JEFFERSON CITY, Mo. — Springfield Republican Rep. Elijah Haahr filed legislation today aimed directly at Missouri’s higher education institutions and their treatment of religious student groups.

The bill, HB104, would prohibit institutions of higher education from adopting “all comers” policies. Such policies, adopted by some universities around the country, prohibit officially recognized student groups from excluding members based on their status or beliefs. Once adopted, a religiously based student group would not receive official university recognition if it excluded membership eligibility for fellow students based on their religious belief.

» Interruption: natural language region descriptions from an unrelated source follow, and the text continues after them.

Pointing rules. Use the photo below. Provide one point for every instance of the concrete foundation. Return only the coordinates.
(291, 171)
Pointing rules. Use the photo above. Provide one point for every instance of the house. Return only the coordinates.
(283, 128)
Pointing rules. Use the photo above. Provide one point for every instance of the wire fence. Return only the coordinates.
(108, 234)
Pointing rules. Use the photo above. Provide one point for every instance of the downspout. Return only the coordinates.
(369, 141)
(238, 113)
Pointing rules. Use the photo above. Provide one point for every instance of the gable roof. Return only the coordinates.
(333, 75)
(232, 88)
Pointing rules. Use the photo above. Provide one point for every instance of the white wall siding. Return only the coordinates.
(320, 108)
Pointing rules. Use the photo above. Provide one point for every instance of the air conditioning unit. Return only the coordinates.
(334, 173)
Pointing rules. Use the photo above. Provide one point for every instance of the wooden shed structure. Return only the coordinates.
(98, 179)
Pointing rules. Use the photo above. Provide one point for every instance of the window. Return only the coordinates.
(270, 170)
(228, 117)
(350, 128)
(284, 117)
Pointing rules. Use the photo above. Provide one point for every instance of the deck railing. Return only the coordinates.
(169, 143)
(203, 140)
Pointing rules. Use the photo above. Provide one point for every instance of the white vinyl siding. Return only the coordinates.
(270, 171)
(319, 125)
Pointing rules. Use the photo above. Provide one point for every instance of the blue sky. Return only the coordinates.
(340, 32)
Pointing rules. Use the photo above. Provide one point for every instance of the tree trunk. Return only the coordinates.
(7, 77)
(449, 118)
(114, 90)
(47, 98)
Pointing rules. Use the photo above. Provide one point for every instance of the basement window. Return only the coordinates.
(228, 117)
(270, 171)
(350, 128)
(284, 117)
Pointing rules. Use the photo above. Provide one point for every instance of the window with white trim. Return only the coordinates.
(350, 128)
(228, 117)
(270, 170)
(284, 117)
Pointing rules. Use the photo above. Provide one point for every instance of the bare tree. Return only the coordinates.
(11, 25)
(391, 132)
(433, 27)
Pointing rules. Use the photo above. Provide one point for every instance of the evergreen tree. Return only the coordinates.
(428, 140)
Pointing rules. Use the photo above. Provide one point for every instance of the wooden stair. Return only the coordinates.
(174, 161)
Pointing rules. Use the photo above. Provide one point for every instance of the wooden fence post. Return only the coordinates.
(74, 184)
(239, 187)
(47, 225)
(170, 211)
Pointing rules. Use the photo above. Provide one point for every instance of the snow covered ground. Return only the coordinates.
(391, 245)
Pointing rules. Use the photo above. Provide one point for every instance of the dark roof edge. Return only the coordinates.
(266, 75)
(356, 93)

Haahr’s bill stems from a 2010 U.S. Supreme Court Case, Christian Legal Society v. Martinez. A student group, the Christian Legal Society, sued the University of California – Hastings College of Law when the university adopted an “all comers” policy and required the group to admit gay students and permit them to run for leadership positions. The group sued, arguing that the public university simply couldn’t restrict it’s right to free speech or association.

Rep. Elijah Haahr
Rep. Elijah Haahr

The Court ruled ultimately in favor of the Hastings policy, calling it a “constitutionally sound” policy for student groups. Since the ruling, 7 states have adopted policies to prohibit universities to pass such policies.

“[All comers] policies are well-intended, because we obviously don’t want discriminatory groups, but the downfall here is that you end up simply excluding minority viewpoints,” Haahr said.

Haahr said that within the right of free association is the implicit right to not associate with a person or group. He posed the hypothetical of two student religious groups, one a smaller group for Jewish students, and another larger organization for Baptists.

Baptist students, under “all comers” policies, could not be prohibited from joining the Jewish student group and, in fact, could elect their own members to leadership if they have enough votes and effectively disband the Jewish student group.

“If we’re talking about a sincere religious belief, then it’s reasonable for those groups to say that leaders of those groups must subscribe to certain specific biblical tenants,” Haahr said.

While “all comers” policies technically apply to all student groups and organizations, religious groups are the only ones that have been involved in legal battles over the policy. Haahr’s bill would only apply to “all comers” policies as they relate to religious student groups.

“Religious belief, the freedom of that belief, is an inherent pillar of this country,” Haahr said. “I’m not out here standing up for fraternities because nobody is trying to bring them down, and Greek life isn’t an inherent pillar of this country.”